Davvero una bella ascesa! E in cosa consiste il focus del suo dottorato?

«Mi occupo di “imaging metabolico funzionale”, ovvero di fotografare e studiare al microscopio le reazioni che diverse patologie possono avere al livello della cellula. Nello specifico, io analizzo questi processi a livello del metabolismo cellulare, quindi nella produzione e nella gestione dell’energia.»

Immagino serva tanta pazienza e tanta attenzione per seguire e tracciare questi cambiamenti…

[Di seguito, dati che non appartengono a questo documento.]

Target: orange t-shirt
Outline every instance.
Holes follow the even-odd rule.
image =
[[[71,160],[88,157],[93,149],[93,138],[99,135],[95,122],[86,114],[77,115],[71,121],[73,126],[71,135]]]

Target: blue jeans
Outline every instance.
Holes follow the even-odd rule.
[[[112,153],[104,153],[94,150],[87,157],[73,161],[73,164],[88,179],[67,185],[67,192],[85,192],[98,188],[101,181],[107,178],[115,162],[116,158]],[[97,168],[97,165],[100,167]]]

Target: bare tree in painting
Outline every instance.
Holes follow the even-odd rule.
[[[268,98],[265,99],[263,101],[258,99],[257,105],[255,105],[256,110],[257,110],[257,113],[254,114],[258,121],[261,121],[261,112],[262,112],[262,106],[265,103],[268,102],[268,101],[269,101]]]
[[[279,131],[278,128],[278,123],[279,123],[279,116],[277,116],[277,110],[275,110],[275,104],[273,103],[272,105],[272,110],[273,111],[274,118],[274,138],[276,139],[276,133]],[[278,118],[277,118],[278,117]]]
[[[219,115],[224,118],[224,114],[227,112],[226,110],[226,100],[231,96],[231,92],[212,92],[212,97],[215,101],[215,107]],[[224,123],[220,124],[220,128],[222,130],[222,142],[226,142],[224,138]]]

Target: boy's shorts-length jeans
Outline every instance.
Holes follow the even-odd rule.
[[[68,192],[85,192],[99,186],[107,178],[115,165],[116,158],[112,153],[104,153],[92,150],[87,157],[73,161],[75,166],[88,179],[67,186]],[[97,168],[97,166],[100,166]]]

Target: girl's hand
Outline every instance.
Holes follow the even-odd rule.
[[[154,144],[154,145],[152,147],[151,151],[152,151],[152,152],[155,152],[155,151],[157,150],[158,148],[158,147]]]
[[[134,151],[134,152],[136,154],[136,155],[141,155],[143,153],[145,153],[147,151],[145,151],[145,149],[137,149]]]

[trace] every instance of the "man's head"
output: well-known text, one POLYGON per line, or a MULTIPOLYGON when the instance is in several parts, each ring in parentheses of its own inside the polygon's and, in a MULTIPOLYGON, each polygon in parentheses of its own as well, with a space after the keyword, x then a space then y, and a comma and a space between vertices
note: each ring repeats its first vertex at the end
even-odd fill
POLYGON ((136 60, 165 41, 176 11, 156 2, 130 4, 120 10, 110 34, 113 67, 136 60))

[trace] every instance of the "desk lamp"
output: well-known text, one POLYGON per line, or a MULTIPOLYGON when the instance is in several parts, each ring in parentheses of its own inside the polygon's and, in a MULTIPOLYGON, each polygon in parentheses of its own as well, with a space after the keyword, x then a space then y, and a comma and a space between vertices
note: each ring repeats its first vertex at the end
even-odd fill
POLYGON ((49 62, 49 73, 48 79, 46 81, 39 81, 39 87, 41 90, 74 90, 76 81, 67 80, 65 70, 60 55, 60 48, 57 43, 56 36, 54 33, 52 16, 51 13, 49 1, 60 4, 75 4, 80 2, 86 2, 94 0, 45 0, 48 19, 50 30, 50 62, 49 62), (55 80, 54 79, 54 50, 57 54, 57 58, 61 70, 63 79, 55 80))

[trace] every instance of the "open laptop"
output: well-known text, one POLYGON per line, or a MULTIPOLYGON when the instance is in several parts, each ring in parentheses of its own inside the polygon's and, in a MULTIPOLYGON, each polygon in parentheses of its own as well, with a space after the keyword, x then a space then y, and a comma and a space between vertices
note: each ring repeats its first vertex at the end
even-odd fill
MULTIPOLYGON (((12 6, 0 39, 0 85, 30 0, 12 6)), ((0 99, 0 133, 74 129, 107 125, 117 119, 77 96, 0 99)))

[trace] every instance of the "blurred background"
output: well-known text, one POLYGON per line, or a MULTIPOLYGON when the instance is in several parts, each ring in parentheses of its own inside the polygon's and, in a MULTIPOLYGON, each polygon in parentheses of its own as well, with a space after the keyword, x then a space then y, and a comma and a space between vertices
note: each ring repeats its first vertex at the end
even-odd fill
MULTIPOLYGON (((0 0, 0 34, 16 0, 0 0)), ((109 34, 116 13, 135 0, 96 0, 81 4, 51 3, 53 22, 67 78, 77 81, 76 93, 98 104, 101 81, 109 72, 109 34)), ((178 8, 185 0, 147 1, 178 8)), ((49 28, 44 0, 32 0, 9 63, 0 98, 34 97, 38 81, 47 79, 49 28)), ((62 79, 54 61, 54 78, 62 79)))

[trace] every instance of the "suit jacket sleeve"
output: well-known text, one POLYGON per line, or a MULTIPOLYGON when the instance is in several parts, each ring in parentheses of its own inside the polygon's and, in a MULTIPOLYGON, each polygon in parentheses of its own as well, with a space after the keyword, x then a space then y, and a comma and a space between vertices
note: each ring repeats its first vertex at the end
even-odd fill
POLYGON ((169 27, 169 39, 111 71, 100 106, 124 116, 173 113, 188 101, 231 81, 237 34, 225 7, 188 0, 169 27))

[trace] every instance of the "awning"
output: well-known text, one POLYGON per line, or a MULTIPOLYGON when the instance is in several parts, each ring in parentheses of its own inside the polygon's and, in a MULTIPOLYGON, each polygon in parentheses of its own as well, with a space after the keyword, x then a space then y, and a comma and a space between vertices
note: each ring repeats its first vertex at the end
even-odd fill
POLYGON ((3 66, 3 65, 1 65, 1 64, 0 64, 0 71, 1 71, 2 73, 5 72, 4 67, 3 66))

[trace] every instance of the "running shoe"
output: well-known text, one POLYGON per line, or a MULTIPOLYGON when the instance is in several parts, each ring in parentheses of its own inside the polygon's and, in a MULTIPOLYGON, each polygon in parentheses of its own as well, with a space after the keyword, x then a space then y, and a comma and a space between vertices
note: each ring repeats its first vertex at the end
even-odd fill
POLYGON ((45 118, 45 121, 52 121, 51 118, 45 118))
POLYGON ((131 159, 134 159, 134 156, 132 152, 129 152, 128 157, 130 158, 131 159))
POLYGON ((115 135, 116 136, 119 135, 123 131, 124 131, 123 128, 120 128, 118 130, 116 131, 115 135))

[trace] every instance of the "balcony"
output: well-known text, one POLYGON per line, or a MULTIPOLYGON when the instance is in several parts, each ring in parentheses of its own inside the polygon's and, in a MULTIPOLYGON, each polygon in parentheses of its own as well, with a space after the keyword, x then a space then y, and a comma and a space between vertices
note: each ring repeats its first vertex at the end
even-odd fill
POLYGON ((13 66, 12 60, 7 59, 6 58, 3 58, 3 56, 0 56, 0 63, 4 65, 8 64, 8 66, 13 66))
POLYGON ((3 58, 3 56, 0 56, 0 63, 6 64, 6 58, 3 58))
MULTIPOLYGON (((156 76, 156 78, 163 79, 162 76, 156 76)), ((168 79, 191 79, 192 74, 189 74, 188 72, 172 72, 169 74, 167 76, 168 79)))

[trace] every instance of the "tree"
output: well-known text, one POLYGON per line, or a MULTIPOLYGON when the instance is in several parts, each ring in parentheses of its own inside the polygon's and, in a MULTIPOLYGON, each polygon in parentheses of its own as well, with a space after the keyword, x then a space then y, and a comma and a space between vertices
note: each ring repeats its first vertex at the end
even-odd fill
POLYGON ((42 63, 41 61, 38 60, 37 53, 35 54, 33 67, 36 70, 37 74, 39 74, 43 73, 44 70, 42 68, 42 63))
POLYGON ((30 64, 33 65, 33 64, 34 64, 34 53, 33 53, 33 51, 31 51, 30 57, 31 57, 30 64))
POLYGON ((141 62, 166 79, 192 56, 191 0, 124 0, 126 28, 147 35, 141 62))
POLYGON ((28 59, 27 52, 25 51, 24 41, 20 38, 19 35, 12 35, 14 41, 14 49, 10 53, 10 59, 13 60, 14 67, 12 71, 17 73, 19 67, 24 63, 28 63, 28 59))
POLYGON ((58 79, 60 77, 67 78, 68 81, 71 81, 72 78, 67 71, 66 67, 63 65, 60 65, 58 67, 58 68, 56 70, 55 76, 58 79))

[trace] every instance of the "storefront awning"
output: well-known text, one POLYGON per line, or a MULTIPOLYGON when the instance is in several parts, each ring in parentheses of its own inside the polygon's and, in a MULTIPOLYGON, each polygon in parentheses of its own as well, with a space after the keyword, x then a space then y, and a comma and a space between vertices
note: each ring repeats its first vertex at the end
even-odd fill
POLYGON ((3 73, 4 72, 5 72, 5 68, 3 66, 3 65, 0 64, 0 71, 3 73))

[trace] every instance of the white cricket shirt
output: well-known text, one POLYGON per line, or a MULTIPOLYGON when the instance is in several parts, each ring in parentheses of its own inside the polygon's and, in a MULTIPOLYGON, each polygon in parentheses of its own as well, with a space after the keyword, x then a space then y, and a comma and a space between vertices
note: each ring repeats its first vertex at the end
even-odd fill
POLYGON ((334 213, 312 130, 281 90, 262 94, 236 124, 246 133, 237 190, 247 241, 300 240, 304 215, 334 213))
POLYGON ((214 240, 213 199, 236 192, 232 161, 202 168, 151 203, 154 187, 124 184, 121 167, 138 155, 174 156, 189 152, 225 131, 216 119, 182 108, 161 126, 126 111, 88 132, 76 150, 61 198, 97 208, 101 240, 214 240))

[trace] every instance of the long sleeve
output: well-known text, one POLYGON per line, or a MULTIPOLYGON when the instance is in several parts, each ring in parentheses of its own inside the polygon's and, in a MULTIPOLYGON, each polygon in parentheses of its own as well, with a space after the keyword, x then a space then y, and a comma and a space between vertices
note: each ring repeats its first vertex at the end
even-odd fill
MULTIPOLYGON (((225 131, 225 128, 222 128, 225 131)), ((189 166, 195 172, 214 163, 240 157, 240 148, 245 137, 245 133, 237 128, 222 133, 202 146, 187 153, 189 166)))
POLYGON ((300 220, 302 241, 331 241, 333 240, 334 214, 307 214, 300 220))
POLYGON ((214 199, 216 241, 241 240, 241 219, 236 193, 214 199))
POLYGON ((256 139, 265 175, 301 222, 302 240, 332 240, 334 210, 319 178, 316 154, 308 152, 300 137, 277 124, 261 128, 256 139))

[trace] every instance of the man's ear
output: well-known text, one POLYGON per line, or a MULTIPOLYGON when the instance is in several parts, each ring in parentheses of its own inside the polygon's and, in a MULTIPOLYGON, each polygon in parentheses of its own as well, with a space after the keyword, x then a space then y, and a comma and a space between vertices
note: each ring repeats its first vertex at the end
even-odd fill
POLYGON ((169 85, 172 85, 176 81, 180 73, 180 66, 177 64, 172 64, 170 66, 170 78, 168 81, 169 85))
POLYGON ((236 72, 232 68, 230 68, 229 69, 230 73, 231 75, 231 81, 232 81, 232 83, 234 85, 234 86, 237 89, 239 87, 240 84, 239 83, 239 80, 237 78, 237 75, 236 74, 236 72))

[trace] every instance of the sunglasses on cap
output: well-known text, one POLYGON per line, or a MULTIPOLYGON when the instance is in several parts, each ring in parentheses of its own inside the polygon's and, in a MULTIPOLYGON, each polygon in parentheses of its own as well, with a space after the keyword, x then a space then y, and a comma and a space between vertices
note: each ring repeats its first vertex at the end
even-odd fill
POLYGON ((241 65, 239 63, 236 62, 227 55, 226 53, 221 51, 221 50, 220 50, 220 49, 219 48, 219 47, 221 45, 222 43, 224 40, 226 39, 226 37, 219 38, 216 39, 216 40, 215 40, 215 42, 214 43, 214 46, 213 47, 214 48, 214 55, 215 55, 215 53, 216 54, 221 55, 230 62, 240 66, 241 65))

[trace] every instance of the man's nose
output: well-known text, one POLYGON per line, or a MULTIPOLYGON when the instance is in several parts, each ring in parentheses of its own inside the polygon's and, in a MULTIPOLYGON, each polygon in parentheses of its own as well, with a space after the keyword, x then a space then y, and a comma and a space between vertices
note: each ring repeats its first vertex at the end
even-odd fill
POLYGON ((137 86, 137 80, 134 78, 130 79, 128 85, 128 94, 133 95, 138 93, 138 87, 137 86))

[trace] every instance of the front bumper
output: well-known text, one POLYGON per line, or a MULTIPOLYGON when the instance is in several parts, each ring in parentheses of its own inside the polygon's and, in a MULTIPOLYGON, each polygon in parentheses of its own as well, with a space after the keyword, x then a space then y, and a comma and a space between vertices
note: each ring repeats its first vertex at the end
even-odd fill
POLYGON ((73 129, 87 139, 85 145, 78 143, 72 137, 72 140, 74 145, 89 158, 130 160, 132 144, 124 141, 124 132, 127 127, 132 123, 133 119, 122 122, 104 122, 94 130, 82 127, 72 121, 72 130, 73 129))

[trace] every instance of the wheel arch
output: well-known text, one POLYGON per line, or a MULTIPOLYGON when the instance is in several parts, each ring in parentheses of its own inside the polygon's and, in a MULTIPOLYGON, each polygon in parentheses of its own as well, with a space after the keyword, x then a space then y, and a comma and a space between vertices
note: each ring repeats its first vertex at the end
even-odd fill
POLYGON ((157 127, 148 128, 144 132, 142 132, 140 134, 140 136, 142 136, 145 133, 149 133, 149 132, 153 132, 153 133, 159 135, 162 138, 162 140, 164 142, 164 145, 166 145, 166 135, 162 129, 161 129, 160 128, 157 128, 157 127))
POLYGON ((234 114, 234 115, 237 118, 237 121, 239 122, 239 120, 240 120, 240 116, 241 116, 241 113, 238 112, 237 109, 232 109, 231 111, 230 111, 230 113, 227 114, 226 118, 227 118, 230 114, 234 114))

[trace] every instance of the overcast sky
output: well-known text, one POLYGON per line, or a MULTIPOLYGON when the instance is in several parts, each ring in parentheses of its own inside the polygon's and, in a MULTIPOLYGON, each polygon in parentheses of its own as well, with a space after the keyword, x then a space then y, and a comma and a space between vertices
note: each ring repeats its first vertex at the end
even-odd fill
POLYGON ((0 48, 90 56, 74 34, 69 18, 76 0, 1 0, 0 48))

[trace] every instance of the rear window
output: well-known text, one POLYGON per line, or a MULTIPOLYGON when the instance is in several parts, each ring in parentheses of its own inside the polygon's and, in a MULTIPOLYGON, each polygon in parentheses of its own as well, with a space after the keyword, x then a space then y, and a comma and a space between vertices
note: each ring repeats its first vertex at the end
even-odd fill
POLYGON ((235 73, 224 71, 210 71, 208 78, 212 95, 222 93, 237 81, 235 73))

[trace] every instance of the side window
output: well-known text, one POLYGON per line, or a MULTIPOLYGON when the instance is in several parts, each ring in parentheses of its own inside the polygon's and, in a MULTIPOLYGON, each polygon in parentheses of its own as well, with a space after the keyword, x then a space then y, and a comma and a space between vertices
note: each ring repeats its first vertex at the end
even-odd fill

«…sì, è proprio così. La ricerca di laboratorio richiede molta curiosità, tanto intuito e una buona dose di chiarezza mentale nell’inseguire il proprio obiettivo e non perdersi d’animo. Bisogna immaginare questi sforzi come delle piccole tappe che aiutano tutta la comunità scientifica a progredire nelle scoperte, un esperimento dopo l’altro. È veramente una maratona di idee, di azioni, di approfondimenti – una scoperta alla volta.»

E questa curiosità è, quindi, l’olio che rende più fluidi gli ingranaggi e mantiene vivo il processo?

«Esattamente. Per i ricercatori è un filtro i sacrifici, ma anche quasi una dipendenza… talvolta quel micro-problema, quella relazione da decifrare, quell’incognita occupa tutti i pensieri. E ci si ritrova a restare incollati al pc per ore, a riaprire le analisi anche a casa, un po’ come succede con le serie tv. Cominci con un puntata e ci passi la notte!»

Oltre a queste dosi massicce di interesse, quali crede siano gli ingredienti fondamentali per la carriera da ricercatrice?

«Rigore, metodo e lavoro di squadra, conditi da umiltà e onestà intellettuale. Per come la vedo io, infatti, tutti i lavori di ricerca concorrono alla creazione di quell’immenso sapere della comunità scientifica, in cui ciascuno parte dall’ultimo punto a cui è arrivato il collega precedente. E dobbiamo riconoscere i meriti reciproci e lavorare come una grande squadra.»

Cosa direbbe a Giada di una decina di anni fa, se potesse darle un consiglio ora?

«Di sicuro le suggerirei di non mollare, di non abbattersi – e che i sogni rimangono tali, quando non si fa nulla per realizzarli. E quindi di lottare per le sue idee, di farle diventare progetti e realizzarli, un passo alla volta!»